If there's one thing I can't let myself do is turn my comps into a massive search for new literature. I admit, I love the thrill of the hunt, and I've spent many hours digging around in Google Scholar tracking down papers that I realistically have no time to read. I need to trust that most of what I need I already have and I've already read, and keep my literature hunting to a minimum.

Minimize Distractions and Get Comfortable

For my last week before comps, I actually spent very little time studying and more time minimizing potential distractions.
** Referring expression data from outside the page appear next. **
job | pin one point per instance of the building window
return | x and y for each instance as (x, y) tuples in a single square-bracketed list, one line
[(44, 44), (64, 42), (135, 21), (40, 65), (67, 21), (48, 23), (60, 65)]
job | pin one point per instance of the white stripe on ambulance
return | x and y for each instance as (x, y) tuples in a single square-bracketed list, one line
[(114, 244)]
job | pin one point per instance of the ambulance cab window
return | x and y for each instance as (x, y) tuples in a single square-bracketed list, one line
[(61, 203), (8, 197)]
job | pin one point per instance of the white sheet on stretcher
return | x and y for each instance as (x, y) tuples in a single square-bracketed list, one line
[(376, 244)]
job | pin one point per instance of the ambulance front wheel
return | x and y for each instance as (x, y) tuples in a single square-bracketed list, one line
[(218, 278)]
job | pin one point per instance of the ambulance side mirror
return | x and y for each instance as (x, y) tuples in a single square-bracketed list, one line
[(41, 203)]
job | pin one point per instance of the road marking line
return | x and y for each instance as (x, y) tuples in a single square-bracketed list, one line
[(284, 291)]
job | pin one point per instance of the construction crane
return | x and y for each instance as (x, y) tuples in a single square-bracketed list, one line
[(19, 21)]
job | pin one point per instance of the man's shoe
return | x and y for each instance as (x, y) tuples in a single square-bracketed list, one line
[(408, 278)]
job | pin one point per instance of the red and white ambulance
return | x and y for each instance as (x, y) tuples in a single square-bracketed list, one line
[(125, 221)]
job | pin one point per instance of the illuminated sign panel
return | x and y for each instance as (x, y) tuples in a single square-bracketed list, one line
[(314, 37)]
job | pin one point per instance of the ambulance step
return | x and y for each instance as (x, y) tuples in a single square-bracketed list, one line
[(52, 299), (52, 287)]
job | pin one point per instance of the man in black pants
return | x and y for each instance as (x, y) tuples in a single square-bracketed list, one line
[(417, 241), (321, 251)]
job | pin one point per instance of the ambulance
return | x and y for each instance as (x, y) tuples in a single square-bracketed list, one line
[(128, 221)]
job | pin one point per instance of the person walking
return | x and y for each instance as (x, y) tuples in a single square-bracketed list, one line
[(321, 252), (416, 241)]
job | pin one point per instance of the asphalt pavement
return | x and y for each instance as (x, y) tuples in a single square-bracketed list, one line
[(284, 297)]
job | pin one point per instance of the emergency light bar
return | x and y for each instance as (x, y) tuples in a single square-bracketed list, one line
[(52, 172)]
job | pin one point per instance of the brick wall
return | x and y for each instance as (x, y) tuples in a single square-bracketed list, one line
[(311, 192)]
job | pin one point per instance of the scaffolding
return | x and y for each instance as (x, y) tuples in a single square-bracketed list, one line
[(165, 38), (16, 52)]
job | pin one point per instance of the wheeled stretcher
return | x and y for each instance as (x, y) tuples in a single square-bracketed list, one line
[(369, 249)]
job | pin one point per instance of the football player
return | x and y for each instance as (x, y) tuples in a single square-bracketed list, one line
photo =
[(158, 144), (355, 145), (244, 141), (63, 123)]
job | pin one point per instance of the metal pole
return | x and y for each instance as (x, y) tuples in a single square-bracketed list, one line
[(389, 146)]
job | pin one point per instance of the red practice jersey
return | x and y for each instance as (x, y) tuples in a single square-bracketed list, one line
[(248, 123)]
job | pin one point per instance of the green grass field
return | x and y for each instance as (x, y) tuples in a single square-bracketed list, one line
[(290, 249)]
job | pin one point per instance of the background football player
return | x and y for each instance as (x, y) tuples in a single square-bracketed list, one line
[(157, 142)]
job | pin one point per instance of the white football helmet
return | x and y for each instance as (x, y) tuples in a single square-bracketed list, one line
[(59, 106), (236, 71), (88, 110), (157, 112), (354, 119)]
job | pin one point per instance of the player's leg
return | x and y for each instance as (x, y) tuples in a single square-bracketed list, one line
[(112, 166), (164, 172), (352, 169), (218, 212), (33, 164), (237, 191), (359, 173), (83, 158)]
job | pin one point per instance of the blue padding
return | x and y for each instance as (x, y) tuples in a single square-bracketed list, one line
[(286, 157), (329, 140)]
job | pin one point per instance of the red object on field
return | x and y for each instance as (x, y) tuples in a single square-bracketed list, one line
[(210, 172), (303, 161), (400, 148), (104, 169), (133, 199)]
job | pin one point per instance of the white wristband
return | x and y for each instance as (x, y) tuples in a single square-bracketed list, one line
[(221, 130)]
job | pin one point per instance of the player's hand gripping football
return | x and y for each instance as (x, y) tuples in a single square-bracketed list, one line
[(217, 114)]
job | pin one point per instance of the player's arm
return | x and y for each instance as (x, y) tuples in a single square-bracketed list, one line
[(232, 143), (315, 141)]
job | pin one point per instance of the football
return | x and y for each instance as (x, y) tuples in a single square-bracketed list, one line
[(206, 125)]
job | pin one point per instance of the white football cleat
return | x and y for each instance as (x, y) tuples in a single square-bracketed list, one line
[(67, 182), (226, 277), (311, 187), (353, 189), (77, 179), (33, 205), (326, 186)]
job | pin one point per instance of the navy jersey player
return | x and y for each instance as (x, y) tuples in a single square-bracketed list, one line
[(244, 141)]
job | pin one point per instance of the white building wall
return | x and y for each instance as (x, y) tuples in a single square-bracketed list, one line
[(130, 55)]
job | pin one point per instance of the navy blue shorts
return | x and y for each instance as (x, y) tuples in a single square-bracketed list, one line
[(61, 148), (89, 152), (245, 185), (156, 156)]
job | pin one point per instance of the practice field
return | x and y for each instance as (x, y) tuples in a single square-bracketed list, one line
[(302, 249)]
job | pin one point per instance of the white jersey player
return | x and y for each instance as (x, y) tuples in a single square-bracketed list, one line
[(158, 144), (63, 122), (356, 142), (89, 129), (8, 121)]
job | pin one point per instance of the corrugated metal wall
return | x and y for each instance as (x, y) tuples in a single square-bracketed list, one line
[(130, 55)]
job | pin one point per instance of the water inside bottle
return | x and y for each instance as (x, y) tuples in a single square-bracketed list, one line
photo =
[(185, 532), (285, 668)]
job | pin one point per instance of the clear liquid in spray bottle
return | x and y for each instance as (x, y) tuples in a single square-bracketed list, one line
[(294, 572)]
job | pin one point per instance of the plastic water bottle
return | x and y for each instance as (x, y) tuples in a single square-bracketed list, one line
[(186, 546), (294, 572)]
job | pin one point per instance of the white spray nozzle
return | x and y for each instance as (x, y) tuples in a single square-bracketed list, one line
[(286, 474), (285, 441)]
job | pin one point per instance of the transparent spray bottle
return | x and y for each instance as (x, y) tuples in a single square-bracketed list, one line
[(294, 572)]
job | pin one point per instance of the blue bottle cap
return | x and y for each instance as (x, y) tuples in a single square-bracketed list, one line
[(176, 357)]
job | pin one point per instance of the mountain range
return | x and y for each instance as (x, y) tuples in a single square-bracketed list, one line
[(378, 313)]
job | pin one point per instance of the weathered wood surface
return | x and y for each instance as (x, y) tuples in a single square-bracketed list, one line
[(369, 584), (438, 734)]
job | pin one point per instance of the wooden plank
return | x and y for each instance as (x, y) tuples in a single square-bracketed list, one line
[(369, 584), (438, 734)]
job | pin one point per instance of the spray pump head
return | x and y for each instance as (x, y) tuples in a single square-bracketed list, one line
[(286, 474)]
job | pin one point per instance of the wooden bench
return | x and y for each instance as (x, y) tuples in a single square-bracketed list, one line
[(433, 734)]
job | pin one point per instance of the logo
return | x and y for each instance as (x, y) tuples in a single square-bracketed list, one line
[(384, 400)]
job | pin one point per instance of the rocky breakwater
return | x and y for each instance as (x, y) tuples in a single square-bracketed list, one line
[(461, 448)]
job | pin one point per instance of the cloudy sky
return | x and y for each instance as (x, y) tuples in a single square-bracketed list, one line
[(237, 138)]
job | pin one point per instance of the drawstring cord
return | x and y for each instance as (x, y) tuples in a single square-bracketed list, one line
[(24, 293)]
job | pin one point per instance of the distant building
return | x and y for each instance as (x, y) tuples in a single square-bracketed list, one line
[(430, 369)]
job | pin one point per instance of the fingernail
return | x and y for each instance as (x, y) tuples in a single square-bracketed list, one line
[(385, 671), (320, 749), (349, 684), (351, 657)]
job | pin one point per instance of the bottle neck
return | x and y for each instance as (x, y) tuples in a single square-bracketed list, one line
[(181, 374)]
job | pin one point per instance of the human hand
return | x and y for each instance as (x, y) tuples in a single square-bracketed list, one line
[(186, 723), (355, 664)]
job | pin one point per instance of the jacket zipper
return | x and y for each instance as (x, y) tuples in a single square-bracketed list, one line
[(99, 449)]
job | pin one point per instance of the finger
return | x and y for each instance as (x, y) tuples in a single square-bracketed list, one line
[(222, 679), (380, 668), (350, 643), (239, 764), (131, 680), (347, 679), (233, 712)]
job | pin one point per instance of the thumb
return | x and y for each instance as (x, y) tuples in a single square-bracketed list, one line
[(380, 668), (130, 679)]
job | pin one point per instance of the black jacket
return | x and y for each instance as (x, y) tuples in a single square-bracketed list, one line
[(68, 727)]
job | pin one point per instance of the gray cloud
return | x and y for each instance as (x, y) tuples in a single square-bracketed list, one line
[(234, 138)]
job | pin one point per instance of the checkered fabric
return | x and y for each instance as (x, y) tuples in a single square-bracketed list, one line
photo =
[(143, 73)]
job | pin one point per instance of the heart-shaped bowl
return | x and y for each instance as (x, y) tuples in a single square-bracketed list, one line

I've been to the grocery store, I've washed dishes and laundry, and I reformatted and reinstalled my operating system, virtual machine, and software on my computer because a few things had gotten flaky after a year of hard use. I've never liked studying right before a test anyway, as any attempt to "cram" is nullified by thoughts that always begin, "If I don't know it by now...." I passed my 100-hour studying mark a week or so ago and that will have to be good enough.

I'll probably work mostly at my desktop. If your computer had three monitors, 16 GB of RAM, university broadband peaking at nearly 90Mbps up and down, and a pair of Sennheiser HD 595s, you'd probably work at it, too. I might try working some in my office, and my kitchen table is nice for when a lot of open books are involved. I don't want to be stuck in my office chair for 18 hours a day, so I plan to do some heavy thinking while running and in a pinch I can even prop my laptop up on my exercise bike.

Sometimes I work in silence, but not very often. I don't want to get distracted by moving pictures, but there are a few movies I can play for background noise without losing focus, mostly because I've seen them so many times. I can get distracted by podcasts, so I'll try to listen to those selectively over the next week. I'll listen to a lot of music, and my tastes for a task like this tend to be towards the incredibly gifted (Tori Amos, Curtis Mayfield, Norah Jones, Sia) and music that's downtempo/trip-hop or otherwise having a likable female vocal/bass combo (Thievery Corporation, Zero 7, Garbage). Seriously, in the midst of an important exam, who wouldn't want to perform as relaxed and confidently as LouLou?:



OpenComps Get Less Open

Obviously, yet unfortunately, once I get my questions I'm pretty limited in what I can say about them. I'm not to receive outside help, solicited or unsolicited, and even after the exam is over I'm only to talk about the process in general terms. (I'm assuming that's in the event my committee members want to reuse the same or similar questions in the future.) Assuming I'm not exhausted by the process, I'll try to summarize my approach and workflow, lessons learned, and hopefully some epiphanies that come in the process of working through my questions. I'm looking forward to the week of writing and then readying myself for the oral defense, scheduled for November 27th.